Questo è vero per diversi mestieri, ma non certo per il personal trainer. Questo professionista non ne possiede uno o, meglio, non uno codificato. Ogni allenatore decide il proprio.
Ad esempio avrà un codice ad hoc chi decide di svendere le proprie prestazioni perché la partita IVA (quella sconosciuta) non sa nemmeno cosa sia. Esattamente come non sa cosa siano le tasse ad essa legate (TASSE? Cosa sono?).
Ma anche chi decide di dare del “tu” a chiunque perché la palestra è un posto familiare, un luogo dove le persone fingono di essere tutte in confidenza per la condivisione di una passione comune: l’estraniazione dal mondo reale. Una realtà dove conta l’immagine riflessa allo specchio, dove il volume dei muscoli conta molto di più del proprio intelletto e dell’effettiva preparazione.
Ma entriamo insieme nel magico universo dei personal trainer.

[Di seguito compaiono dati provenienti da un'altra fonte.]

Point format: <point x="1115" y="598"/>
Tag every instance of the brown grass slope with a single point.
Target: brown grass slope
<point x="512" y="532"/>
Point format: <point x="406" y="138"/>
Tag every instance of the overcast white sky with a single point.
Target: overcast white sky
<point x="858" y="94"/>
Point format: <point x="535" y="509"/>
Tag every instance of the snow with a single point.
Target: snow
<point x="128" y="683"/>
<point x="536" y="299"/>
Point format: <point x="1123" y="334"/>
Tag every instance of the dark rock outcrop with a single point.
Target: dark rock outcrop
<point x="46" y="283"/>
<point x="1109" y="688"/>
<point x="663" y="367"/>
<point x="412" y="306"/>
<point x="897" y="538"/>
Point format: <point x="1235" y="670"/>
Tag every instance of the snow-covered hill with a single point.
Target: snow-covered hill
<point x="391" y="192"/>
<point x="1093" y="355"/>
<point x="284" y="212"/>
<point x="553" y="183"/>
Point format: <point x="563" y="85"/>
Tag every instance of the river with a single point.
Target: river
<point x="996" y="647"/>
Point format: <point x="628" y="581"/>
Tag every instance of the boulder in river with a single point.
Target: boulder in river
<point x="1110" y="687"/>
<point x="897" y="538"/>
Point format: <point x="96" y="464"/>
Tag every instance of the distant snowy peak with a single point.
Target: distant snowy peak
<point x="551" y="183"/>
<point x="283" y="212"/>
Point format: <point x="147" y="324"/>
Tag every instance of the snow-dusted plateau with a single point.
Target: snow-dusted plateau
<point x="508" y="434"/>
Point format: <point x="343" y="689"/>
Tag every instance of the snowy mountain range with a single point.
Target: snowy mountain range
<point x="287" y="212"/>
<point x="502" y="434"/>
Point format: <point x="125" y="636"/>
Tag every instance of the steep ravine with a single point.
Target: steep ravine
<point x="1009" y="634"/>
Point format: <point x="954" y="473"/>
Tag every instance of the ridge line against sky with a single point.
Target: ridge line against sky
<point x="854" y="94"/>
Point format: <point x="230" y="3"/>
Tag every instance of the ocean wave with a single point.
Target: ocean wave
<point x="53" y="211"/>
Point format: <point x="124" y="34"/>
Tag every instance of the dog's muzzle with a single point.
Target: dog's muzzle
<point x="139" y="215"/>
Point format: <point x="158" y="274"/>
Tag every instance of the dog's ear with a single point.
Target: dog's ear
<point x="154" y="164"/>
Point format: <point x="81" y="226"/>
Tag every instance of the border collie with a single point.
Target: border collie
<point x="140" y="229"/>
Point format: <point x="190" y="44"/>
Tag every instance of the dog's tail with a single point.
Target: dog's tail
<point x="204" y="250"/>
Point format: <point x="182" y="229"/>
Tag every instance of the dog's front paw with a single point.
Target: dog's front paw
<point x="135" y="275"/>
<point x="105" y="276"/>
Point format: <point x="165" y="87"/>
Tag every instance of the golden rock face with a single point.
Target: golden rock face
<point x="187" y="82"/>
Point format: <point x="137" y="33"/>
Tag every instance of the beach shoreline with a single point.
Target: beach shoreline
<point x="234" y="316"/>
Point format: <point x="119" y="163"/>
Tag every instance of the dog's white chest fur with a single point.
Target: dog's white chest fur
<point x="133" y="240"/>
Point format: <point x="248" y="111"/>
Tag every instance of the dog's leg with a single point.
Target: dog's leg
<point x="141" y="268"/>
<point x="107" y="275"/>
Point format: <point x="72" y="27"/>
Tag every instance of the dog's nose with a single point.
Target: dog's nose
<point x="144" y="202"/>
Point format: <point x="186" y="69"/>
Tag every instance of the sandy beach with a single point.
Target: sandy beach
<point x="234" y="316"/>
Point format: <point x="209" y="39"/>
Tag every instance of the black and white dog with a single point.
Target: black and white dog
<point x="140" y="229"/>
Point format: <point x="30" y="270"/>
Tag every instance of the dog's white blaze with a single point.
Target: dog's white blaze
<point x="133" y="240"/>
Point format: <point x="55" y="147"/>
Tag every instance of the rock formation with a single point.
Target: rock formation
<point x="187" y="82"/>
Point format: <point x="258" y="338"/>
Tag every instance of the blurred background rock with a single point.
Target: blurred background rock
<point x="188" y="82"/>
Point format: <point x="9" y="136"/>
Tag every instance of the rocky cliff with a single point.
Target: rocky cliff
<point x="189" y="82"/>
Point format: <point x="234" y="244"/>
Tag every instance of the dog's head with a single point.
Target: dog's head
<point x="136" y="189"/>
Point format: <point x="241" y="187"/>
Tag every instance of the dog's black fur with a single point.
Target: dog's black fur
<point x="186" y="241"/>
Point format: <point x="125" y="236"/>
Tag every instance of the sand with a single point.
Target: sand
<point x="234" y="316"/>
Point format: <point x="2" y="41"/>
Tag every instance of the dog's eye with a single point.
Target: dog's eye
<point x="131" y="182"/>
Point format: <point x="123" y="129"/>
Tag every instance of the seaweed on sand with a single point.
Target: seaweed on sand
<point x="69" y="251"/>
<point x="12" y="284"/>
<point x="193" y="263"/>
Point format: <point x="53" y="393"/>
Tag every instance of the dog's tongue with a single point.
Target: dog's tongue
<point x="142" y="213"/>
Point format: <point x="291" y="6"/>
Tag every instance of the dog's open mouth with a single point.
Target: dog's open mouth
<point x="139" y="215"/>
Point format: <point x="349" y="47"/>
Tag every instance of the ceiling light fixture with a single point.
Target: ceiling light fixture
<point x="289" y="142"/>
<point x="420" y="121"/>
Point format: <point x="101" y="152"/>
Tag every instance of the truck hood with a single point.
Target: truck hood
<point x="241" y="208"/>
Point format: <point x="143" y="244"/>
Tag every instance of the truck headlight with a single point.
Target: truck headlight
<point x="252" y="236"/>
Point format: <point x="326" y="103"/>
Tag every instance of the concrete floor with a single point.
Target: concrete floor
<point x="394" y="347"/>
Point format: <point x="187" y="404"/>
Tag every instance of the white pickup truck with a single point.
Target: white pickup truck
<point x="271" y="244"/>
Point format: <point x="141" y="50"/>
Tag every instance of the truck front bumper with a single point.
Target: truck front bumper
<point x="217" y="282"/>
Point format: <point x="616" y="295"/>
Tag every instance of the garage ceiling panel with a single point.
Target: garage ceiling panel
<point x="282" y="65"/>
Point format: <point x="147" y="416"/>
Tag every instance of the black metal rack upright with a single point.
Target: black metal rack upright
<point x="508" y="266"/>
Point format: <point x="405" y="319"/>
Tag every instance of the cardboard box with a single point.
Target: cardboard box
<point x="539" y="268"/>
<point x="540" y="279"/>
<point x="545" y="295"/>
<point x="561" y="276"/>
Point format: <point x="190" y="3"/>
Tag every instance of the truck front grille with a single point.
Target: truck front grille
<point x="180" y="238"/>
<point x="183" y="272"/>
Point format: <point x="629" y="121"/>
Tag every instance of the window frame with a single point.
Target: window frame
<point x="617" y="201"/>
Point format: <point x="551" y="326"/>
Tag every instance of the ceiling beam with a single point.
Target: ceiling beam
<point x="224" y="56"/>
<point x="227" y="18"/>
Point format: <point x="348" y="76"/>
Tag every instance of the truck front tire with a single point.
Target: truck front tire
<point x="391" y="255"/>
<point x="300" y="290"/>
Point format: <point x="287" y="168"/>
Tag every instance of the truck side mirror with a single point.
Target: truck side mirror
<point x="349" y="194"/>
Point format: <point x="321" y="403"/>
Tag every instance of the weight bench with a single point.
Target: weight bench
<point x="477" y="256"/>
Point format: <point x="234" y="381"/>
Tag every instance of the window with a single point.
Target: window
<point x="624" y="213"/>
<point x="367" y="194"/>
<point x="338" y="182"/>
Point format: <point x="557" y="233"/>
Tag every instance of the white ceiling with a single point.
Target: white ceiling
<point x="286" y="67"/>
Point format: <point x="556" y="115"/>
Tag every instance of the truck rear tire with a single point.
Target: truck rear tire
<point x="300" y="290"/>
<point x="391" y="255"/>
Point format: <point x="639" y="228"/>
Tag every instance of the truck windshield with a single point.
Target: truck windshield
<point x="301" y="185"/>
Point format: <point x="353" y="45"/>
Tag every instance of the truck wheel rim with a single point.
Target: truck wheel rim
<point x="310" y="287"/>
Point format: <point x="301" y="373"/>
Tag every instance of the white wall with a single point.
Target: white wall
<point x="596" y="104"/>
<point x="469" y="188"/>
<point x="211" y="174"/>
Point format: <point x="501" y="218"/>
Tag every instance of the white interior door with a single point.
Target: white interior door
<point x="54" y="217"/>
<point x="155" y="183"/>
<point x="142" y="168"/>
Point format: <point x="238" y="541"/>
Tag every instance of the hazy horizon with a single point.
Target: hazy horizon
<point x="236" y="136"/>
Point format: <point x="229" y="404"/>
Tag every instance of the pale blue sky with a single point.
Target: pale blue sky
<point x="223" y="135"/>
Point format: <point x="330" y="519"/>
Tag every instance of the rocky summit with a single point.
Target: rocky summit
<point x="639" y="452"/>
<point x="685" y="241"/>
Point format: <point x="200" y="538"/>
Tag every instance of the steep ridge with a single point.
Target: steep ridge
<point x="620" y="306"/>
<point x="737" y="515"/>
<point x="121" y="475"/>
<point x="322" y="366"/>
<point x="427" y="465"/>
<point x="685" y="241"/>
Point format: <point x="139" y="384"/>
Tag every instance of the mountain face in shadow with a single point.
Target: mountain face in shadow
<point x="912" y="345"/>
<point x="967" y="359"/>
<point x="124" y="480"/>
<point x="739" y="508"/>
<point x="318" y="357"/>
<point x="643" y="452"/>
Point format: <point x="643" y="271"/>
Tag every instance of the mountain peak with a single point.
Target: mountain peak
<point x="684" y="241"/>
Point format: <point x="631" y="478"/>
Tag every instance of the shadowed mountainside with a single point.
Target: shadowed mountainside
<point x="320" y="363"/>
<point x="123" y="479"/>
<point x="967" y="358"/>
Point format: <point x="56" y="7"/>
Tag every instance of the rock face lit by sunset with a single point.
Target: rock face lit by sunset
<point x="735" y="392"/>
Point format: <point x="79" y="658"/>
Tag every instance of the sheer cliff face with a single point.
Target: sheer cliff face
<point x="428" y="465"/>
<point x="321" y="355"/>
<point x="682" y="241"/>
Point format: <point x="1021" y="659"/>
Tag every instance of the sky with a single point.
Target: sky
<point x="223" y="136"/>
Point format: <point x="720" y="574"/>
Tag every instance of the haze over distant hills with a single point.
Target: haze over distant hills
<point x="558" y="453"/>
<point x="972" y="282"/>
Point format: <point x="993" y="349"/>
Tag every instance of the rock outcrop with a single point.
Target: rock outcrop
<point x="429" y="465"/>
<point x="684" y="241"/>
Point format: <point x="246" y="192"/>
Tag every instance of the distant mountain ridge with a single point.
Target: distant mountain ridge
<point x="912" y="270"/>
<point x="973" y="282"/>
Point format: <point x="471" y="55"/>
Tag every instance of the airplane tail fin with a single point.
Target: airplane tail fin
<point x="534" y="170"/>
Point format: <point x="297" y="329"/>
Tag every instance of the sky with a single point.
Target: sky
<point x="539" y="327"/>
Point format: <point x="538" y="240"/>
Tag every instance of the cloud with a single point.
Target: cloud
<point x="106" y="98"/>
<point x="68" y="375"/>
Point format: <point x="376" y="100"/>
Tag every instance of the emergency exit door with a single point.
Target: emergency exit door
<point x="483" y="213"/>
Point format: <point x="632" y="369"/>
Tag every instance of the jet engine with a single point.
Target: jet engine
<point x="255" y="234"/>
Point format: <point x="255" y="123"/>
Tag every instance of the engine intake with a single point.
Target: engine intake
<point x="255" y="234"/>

Categoria a cui appartengo (anche se non dovrei. Purtroppo ricado sotto l’etichetta “secchi” e forse avrei dovuto optare per qualche “prodottino” dell’ultimo minuto che ho sempre rifiutato). Ogni giorno di più penso che questa professione somiglia ad una recita. Ecco i protagonisti: la finzione di chi crede di sapere tutto e si reputa nel linguaggio romanesco “er meio”; poi i falsi modesti, che però guardano tutti dall’alto in basso.
Perché mai in questo mare di attori e comparse dovrebbe esserci un codice deontologico?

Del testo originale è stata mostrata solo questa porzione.